Vendors Hoping for Minimal Disruption
Chris Hufnagel, president and CEO of Wolverine World Wide, the parent of Merrell, Saucony and a number of other footwear brands, said on its Nov.-9 analyst call that Wolverine had reduced the amount of product sourced from China from 40 percent in 2009 to the mid-teens currently. He said, “As we hear more, we’ll obviously contemplate things that we need to go do to make sure we can protect and see to grow the business.”
Skechers’ CFO John Vandemore said on an analyst call earlier this year that Skechers’ sourcing network is largely split between China and Vietnam with each country representing in the “40-ish percent range.” The brand also does a “pretty significant business” selling into China that wouldn’t be affected by tariffs on U.S. imports.
He said Skechers continues to look for opportunities to diversify its production, partnering with factories in India, Indonesia, Turkey, Mexico and elsewhere. However, he still said it’s challenging to deal with trade uncertainties. “I think the one thing that we’ve learned is you can’t really react to hypotheticals, but you need to be very quick to react to actual results, Vandemore said. “And so, we’ll be poised to react should we need to, although I would note again, it’s going to be limited by that footprint.
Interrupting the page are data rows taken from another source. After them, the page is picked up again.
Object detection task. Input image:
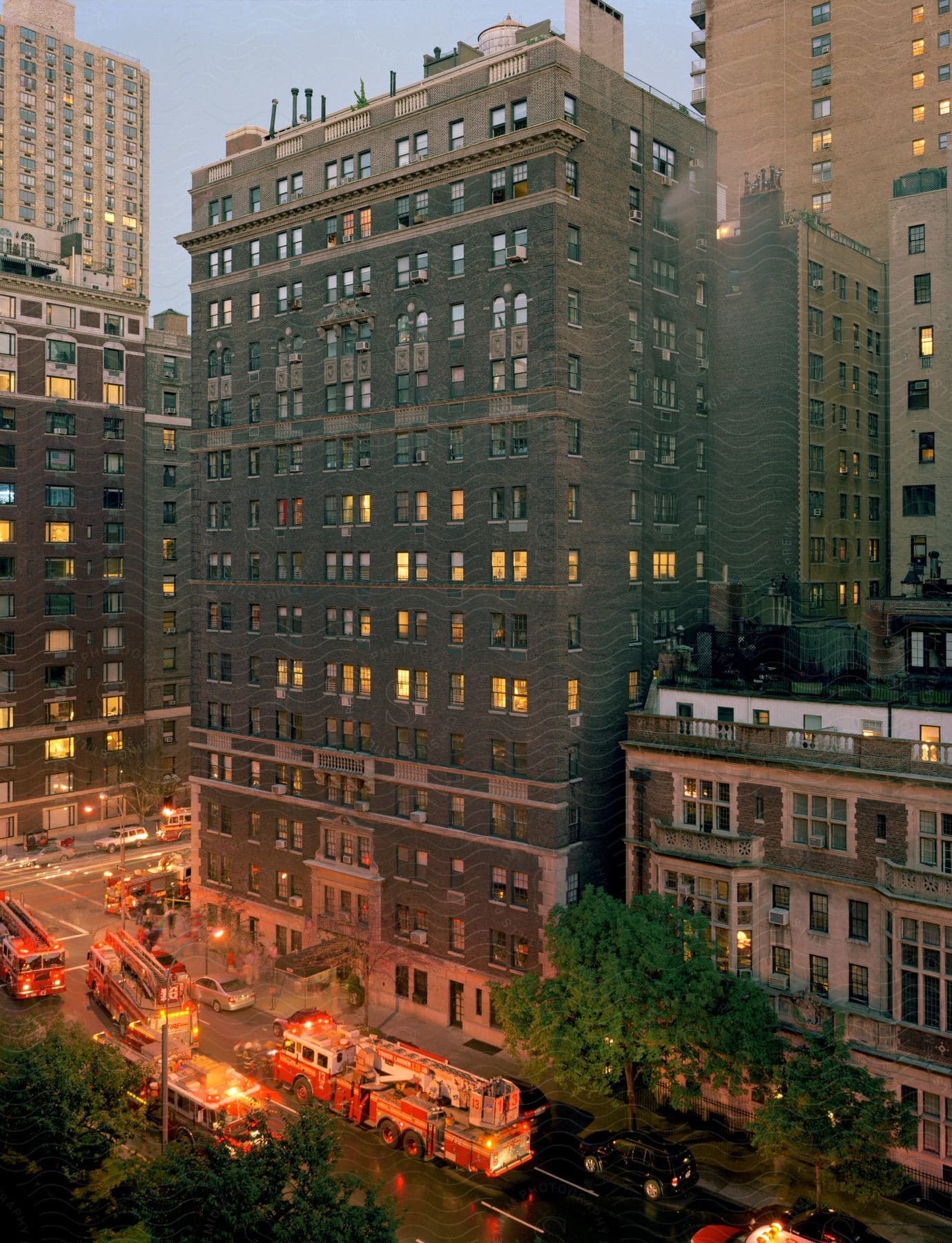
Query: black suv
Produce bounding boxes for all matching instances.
[579,1131,697,1199]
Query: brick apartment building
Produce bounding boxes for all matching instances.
[690,0,952,258]
[182,0,715,1033]
[711,180,905,624]
[0,0,149,297]
[0,221,146,848]
[623,599,952,1173]
[142,309,193,802]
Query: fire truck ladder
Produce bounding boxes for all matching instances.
[106,929,171,1002]
[0,890,55,954]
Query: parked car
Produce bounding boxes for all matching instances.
[14,842,76,867]
[512,1079,552,1148]
[191,976,255,1013]
[579,1131,697,1199]
[93,824,149,854]
[273,1010,337,1041]
[691,1206,886,1243]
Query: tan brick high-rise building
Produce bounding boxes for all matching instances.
[691,0,952,255]
[0,0,149,297]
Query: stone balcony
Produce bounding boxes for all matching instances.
[629,818,763,867]
[876,859,952,910]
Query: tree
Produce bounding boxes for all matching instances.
[132,1106,396,1243]
[494,886,783,1117]
[753,1021,916,1204]
[104,742,180,824]
[0,1019,142,1182]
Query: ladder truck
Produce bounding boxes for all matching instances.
[0,890,66,997]
[86,929,199,1052]
[273,1023,532,1178]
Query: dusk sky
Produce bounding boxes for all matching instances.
[65,0,692,312]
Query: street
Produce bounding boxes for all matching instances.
[0,842,760,1243]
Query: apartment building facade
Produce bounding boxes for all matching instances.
[0,0,149,297]
[0,218,146,848]
[711,182,890,624]
[182,0,713,1033]
[690,0,952,258]
[623,671,952,1179]
[142,309,193,802]
[888,168,952,593]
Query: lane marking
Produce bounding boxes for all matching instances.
[536,1166,598,1199]
[480,1199,545,1234]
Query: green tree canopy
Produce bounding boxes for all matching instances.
[753,1021,916,1204]
[137,1105,396,1243]
[495,887,783,1106]
[0,1019,142,1179]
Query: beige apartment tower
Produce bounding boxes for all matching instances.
[0,0,149,297]
[690,0,952,255]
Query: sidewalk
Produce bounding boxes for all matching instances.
[236,971,952,1243]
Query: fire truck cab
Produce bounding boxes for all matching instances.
[273,1023,532,1177]
[0,890,66,998]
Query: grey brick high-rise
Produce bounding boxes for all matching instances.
[182,0,715,1033]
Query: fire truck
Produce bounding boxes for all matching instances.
[103,861,190,915]
[273,1023,532,1178]
[93,1032,270,1151]
[0,890,66,997]
[86,929,199,1052]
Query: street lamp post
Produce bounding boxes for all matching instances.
[159,929,225,1153]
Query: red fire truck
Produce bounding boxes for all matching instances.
[93,1032,273,1151]
[103,860,190,915]
[86,929,199,1052]
[0,890,66,997]
[273,1023,532,1178]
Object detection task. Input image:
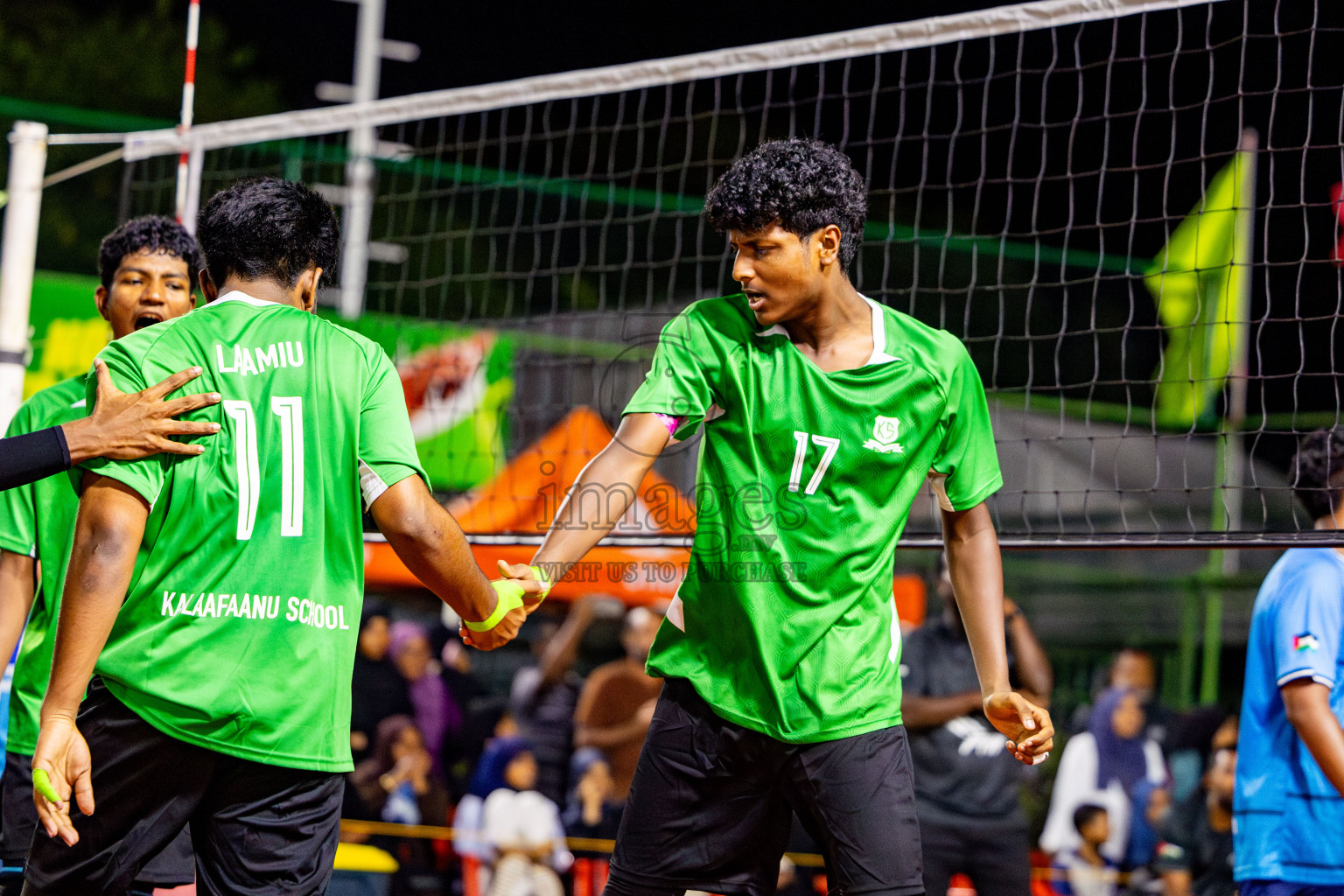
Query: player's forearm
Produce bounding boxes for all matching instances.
[372,477,496,622]
[532,414,669,566]
[0,550,38,665]
[1163,871,1191,896]
[42,475,148,720]
[900,690,981,731]
[1279,678,1344,795]
[942,504,1011,697]
[574,718,649,750]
And I’d say the footprint of the footwear industry and apparel industry as a whole.”
Vandemore added that competitors will be feeling the same pressures. He elaborated, “Our anticipation is you’re going to have to see quite a bit of adjustment across the industry, not just with one brand or another.”
Silver Linings
One side benefit from the tariff threat, notes FDRA’s Priest, has been increasing awareness around the impact of tariffs. A post-election survey of 2,000 voters commissioned by the FDRA found 74 percent of Republicans and 53 percent of all Americans support tariffs on computer chips or products vital to national security, but a solid majority, including Republicans, oppose raising tariffs on essential household items as well as kids’ shoes and running/walking shoes.
Priest said the survey shows Americans “understand they are the ones who ultimately bear the cost” of tariffs. He hopes any tariff action from the incoming Trump administration avoids consumer goods as other surveys show consumers continue to face inflation fatigue.
Lamar hopes a deeper exploration of trade leads to stronger, long-term trade agreements and trade preference programs solidified with other regions, including renewal of the soon-to-expire African Growth and Opportunity Act (AGOA) and Haiti HELP/HOPE programs as well as the long-expired Generalized System of Preferences (GSP) program.
He also said the incoming Trump administration may be more open than the current administration to initiating new trade agreements, noting that Trump signed the US-Mexico-Canada Agreement (USMCA) that updated the NAFTA agreement.
“If tariffs continue to be widely or loosely threatened, as they have been, trade policy only becomes more chaotic, which hurts American consumers and U.S jobs and competitiveness,” said Lamar. “They could also undermine some of the accomplishments – such as USMCA, which is a significant source of leather footwear – that former President Trump achieved in his first term.”